Hindsight is 20/20, of course — some sophisticated keyboard warrior is bound to say “Well duh Josh, it was so obvious they were going to debut a high-powered MacBook Pro.”
But then the years 2015-2017 happened and it feels as though we’re sort of accustomed to Apple falling short in the Mac delivery department. Here’s Matt Birchler in a tweet thread last night:
I feel like Apple has been absolutely on fire in recent years when it comes to hardware. 2015-17 seems like slow point with aging iPhone designs, a terrible MBP refresh, an awkward Apple Watch launch…
But 2018-2021 has been almost exclusively home runs on the hardware front.
2018 iPad Pro still slaps, the iPhones 11, 12, & 13 all winners, M1 revitalized the Mac as a category instantly, 2021 iPad Mini, AirPods (all of them), Apple Watches, they all absolutely kill.

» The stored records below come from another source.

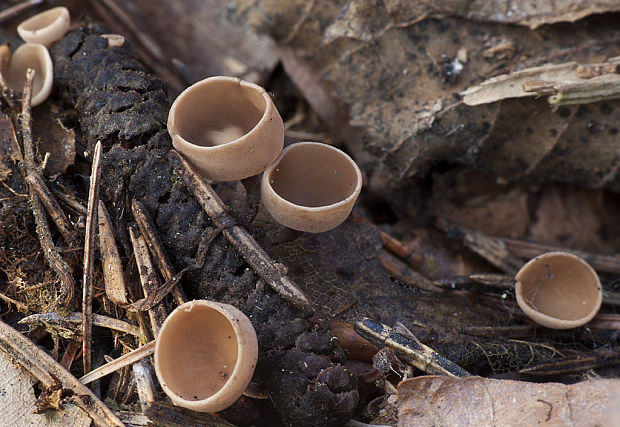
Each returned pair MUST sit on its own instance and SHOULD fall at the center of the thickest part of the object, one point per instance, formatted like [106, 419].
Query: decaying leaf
[397, 70]
[19, 405]
[475, 401]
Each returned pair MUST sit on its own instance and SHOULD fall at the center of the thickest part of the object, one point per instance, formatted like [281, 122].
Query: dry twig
[238, 236]
[145, 223]
[125, 360]
[411, 350]
[148, 277]
[113, 276]
[46, 370]
[89, 255]
[98, 320]
[45, 237]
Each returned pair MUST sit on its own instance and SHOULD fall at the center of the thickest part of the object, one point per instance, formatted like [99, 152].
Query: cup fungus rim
[545, 319]
[48, 78]
[222, 309]
[351, 197]
[63, 14]
[269, 107]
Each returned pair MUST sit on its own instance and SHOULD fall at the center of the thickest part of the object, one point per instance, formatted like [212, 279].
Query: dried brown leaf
[475, 401]
[397, 68]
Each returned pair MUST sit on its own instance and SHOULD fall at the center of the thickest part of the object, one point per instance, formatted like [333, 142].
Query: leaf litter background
[380, 75]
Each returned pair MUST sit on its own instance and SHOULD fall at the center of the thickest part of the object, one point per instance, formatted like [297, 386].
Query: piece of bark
[432, 400]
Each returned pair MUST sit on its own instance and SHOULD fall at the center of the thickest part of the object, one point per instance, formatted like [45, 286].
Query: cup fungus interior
[313, 175]
[219, 112]
[197, 352]
[27, 56]
[560, 286]
[43, 19]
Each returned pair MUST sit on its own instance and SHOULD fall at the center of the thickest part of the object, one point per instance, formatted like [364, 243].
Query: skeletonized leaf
[476, 401]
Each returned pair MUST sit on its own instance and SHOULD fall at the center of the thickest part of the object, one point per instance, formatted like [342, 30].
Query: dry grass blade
[147, 228]
[411, 350]
[45, 237]
[53, 208]
[148, 277]
[125, 360]
[144, 384]
[89, 254]
[113, 276]
[45, 369]
[98, 320]
[239, 237]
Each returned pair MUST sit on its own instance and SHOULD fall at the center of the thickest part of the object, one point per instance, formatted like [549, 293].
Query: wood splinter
[238, 236]
[148, 276]
[89, 255]
[411, 350]
[56, 262]
[145, 223]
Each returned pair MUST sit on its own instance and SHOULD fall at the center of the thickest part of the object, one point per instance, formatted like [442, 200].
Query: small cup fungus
[227, 128]
[559, 290]
[34, 56]
[205, 355]
[311, 187]
[46, 27]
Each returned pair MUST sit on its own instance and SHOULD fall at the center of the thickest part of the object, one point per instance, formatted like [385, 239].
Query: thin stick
[397, 268]
[18, 8]
[45, 369]
[148, 277]
[144, 384]
[410, 350]
[53, 208]
[394, 245]
[147, 227]
[98, 320]
[113, 277]
[270, 271]
[70, 353]
[125, 360]
[45, 237]
[89, 259]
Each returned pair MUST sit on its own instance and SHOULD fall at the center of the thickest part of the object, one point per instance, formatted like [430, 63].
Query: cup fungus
[46, 27]
[34, 56]
[205, 355]
[311, 187]
[559, 290]
[229, 129]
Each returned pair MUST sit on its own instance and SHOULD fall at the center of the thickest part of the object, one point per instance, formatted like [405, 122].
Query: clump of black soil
[115, 97]
[300, 363]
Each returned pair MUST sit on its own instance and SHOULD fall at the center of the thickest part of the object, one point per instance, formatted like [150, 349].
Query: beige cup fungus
[558, 290]
[34, 56]
[205, 355]
[46, 27]
[311, 187]
[227, 128]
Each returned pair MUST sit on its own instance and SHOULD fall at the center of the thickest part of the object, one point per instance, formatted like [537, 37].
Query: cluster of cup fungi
[230, 129]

The 2021 Apple TV is the only exception I can really think of, but it was still solid.
I’m still getting used to this Apple which overtly listens to its customer base. It's almost like they fixed every single mistake they made on the MacBook Pro from 2015 t0 2020.
Now that’s an anecdotal tangent. Here are the specs of the MacBook Pro I ordered yesterday afternoon:
- 14-inch M1 Pro MacBook Pro — Silver
- 10-core CPU, 14-core GPU, 16-core Neural Engine
- 32GB RAM
- 512GB SSD
There’s no world where my personal computing workflows and Sweet Setup contribution workflows would call for a MacBook of this magnitude. Instead, I’ve been on this experimental path to convert my entire Windows-based accounting workflow to a Mac. This is hardly the “professional user” Apple has in mind when they discuss the MacBook Pro’s potential, but I’ll kindly ask to be a part of this group.

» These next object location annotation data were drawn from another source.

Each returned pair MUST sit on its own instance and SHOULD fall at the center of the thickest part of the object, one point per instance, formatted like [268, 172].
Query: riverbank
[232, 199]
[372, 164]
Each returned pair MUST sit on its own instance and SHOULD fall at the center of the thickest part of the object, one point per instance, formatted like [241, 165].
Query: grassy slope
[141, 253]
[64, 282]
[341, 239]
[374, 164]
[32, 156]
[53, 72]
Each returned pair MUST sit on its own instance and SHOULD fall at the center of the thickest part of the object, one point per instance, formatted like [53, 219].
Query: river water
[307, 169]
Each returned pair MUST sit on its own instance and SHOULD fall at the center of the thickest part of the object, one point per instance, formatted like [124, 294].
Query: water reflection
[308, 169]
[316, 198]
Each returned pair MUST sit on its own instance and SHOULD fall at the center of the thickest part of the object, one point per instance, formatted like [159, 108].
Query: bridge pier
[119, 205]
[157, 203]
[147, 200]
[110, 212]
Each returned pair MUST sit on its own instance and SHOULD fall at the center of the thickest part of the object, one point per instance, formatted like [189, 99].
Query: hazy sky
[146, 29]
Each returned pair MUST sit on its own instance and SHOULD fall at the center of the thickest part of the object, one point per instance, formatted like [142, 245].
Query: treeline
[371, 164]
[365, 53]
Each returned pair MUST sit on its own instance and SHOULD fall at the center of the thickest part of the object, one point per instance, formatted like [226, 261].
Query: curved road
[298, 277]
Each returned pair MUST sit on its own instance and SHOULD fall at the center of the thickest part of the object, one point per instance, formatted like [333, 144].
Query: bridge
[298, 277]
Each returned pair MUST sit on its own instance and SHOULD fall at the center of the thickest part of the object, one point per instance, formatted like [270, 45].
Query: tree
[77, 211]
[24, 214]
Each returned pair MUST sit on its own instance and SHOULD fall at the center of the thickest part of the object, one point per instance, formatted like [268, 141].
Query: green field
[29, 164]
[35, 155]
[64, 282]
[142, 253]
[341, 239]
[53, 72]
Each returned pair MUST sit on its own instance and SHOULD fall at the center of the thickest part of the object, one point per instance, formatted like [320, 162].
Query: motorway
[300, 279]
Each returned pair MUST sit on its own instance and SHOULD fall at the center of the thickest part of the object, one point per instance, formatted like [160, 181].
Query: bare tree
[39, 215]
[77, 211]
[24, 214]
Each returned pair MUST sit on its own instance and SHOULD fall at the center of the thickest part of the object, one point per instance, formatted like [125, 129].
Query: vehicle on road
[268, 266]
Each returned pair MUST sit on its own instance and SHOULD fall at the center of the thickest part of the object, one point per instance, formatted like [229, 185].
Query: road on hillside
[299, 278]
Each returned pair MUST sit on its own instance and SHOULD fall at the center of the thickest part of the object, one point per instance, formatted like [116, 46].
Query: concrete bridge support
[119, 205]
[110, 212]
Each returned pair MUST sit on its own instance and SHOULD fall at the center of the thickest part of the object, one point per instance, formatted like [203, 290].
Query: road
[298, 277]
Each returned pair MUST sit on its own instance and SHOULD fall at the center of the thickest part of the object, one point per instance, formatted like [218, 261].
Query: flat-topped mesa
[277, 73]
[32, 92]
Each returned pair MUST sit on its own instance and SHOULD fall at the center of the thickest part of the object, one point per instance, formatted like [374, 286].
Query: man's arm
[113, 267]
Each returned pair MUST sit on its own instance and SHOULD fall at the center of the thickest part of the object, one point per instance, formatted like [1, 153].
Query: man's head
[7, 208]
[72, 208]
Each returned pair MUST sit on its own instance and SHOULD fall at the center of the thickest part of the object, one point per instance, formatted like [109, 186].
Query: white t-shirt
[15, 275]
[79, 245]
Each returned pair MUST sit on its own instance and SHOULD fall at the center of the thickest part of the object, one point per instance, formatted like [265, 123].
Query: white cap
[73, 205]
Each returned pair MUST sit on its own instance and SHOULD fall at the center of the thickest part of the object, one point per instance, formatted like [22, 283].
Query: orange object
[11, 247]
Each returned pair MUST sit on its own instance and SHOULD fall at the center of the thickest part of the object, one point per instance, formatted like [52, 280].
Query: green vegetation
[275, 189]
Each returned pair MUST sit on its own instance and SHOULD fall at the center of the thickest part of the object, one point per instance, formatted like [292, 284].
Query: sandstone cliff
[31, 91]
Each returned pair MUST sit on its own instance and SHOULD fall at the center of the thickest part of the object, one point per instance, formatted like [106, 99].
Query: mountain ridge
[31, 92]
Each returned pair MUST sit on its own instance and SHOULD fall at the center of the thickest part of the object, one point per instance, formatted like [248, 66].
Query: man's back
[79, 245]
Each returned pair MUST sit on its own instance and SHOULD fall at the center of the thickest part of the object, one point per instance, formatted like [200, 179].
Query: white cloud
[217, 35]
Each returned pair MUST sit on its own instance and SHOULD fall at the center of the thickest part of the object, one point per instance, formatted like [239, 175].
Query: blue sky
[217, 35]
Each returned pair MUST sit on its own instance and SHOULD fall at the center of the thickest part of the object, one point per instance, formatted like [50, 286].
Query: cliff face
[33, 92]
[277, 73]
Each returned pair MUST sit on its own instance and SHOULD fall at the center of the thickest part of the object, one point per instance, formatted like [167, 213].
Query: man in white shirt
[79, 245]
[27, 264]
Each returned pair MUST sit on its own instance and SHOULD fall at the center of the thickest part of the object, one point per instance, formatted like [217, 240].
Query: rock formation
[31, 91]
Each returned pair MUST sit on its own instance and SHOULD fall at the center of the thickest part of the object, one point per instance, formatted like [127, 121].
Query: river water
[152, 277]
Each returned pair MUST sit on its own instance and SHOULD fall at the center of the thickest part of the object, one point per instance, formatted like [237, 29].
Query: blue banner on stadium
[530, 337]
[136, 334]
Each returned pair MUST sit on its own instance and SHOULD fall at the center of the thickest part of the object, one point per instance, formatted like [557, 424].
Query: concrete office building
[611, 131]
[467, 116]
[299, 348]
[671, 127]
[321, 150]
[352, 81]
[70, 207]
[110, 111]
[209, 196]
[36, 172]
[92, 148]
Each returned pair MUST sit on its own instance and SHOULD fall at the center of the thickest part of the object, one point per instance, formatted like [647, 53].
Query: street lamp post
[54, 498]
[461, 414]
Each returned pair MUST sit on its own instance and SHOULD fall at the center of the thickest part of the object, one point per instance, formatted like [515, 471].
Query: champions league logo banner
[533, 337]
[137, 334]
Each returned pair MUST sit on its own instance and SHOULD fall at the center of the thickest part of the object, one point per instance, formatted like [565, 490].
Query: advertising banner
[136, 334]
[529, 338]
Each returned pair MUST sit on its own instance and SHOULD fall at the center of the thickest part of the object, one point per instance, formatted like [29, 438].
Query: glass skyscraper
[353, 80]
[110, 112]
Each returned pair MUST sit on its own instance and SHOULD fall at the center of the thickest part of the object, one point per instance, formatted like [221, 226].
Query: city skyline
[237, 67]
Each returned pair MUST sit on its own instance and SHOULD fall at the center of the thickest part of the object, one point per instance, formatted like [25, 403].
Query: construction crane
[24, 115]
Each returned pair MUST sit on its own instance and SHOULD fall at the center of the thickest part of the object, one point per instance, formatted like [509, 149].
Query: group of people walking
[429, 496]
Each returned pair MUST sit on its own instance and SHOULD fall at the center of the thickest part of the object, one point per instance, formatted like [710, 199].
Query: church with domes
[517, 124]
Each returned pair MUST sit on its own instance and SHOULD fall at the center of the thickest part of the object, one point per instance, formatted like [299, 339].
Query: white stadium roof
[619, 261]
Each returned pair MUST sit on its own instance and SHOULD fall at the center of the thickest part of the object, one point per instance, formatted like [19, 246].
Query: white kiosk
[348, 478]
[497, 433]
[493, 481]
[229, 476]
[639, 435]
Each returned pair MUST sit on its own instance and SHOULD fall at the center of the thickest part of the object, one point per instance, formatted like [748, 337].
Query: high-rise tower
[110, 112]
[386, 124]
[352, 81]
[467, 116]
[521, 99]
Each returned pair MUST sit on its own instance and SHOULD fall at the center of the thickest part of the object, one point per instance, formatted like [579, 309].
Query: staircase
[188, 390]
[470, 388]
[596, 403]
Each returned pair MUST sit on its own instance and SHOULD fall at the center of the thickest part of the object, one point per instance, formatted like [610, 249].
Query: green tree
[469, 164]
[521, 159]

The Windows-only part of my job seems to be a hardware pig. Tax software eats RAM for breakfast, accounting program files and backups can take up ridiculous amounts of storage space, and bloated Microsoft Excel workbooks can require heavier lifting than some may think. I received a general ledger in the last few weeks that was 35,000 lines long, 400 columns wide, and formatted top to bottom. Searching for “Repairs & Maintenance” resulted in a 45-second process to find a single result. I typed "Repairs and Maintenance" the first time only to be met with an empty search result.
Guess what I never do in that general ledger anymore? Search for specific terms. It’s legitimately faster to ask the client where to look than to go down the path of searching in Microsoft Excel.
Which is to say, I want to be part of the “Needs a powerful MacBook Pro” group. Running two OSes side by side with archaic hardware-hungry software takes some power under-the-hood.
This MacBook Pro appears to deliver in spades. I’m excited to see how the one-MacBook-for-all-the-jobs idea works out in practice.